Posted by the company’s German press site and shared by Carscoops, the clip – which is in German – shows a mystery BMW i sedan towards the end, with a 2019 timestamp – hinting that the production version is due just before the turn of the decade.
Top: BMW i5 patent, Bottom: BMW i8
In terms of its design, it appears the i5 – or whatever it will be called – borrows various styling cues from its i3 and i8 stablemates. Most notably, the front end looks very much like the i8 sports car, with a low and wide face, slim grille and headlights, along with three slits in the bonnet.
The side profile is amore practical than the i8, mixing the overall shape of the futuristic sports car with the high roofline of the smaller i3 hatchback. It appears the floating roof design that extends the rear windows to the tailgate, common to both the i3 and i8, is also set to feature going by the patent renderings.
Top: BMW i5 patent, Bottom: BMW i3
This week BMW announced it would reveal a concept previewing an all-electric four-door vehicle to sit between the i3 and i8. BMW says it plans to have 25 electrified models by 2025, including 12 all-electric offerings.
We already know two of those EVs will be the electric versions of the Mini hatch, due in 2019, and the new-generation BMW X3 – due in 2020. The company says from now on, all full-electric BMW’s will fall under the ‘i’ banner, including the X3 EV. A fully-autonomous electric vehicle, dubbed BMW iNEXT, is also due in 2021.
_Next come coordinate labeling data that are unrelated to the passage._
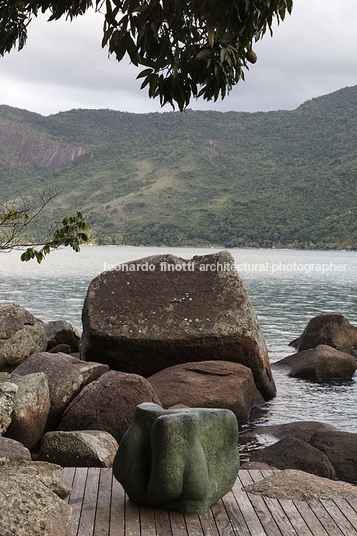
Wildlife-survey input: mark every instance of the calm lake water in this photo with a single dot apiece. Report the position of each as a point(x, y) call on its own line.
point(287, 289)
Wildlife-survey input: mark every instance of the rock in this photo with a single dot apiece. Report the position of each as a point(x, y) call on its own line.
point(8, 392)
point(303, 430)
point(331, 329)
point(87, 448)
point(108, 404)
point(11, 450)
point(21, 335)
point(293, 453)
point(298, 485)
point(60, 349)
point(30, 410)
point(184, 460)
point(62, 332)
point(319, 364)
point(163, 310)
point(27, 504)
point(256, 466)
point(66, 376)
point(48, 473)
point(208, 384)
point(341, 449)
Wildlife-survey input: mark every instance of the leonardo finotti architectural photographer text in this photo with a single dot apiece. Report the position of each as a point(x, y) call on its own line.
point(190, 266)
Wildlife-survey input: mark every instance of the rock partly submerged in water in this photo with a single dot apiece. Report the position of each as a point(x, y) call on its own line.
point(208, 384)
point(293, 453)
point(149, 314)
point(331, 329)
point(319, 364)
point(297, 485)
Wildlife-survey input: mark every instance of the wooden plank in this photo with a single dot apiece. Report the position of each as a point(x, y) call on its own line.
point(340, 519)
point(178, 524)
point(275, 507)
point(193, 525)
point(102, 515)
point(76, 499)
point(280, 517)
point(235, 515)
point(89, 505)
point(208, 524)
point(310, 518)
point(346, 508)
point(162, 522)
point(247, 509)
point(265, 516)
point(132, 518)
point(147, 521)
point(117, 509)
point(295, 517)
point(222, 519)
point(324, 518)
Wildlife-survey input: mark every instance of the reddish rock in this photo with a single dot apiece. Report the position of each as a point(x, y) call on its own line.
point(208, 384)
point(341, 449)
point(331, 329)
point(319, 364)
point(30, 410)
point(108, 404)
point(293, 453)
point(163, 310)
point(66, 376)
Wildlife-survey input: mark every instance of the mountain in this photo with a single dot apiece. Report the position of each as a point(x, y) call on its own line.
point(282, 178)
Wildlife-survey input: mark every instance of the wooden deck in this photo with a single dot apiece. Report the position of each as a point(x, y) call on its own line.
point(101, 508)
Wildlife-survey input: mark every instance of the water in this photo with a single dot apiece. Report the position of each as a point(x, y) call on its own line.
point(287, 289)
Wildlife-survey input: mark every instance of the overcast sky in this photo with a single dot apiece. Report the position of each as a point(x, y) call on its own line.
point(312, 53)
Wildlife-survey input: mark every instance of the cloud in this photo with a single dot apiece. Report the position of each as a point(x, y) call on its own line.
point(313, 52)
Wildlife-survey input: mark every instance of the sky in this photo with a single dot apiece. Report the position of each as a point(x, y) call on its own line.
point(63, 66)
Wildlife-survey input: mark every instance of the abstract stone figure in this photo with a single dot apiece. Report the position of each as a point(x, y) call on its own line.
point(181, 459)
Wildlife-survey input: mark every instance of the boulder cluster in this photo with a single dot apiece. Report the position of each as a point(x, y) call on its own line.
point(159, 330)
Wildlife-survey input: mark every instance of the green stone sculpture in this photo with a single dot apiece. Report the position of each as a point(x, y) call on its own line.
point(181, 459)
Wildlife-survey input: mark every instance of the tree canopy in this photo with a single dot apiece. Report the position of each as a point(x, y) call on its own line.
point(17, 217)
point(188, 48)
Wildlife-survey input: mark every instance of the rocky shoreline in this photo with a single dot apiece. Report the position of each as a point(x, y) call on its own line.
point(182, 338)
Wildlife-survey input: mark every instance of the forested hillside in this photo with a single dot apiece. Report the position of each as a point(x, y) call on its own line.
point(284, 178)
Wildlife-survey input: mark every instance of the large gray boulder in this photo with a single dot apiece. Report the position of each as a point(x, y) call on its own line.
point(331, 329)
point(30, 409)
point(182, 459)
point(163, 310)
point(108, 404)
point(30, 502)
point(21, 335)
point(80, 448)
point(66, 376)
point(208, 384)
point(319, 364)
point(341, 449)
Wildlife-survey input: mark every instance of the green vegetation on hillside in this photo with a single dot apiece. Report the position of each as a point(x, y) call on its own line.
point(284, 178)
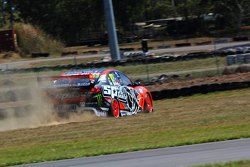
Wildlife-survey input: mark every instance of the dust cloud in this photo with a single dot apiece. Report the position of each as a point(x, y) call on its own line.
point(25, 105)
Above: BMW CEO Harald Krüger with the i5 concept and i3s
The claimed range for the i5 concept has not been detailed yet by the Bavarian manufacturer, though reports have claimed the new EV will be capable of driving between 311 and 435 miles (500-700km) on a single charge – equivalent to most mainstream combustion vehicles.
Should this prove to be true, and achievable with the production version, BMW should have a viable rival to the likes of the Tesla Model S – which currently claims a range between 480 and 632 kilometres depending on variant.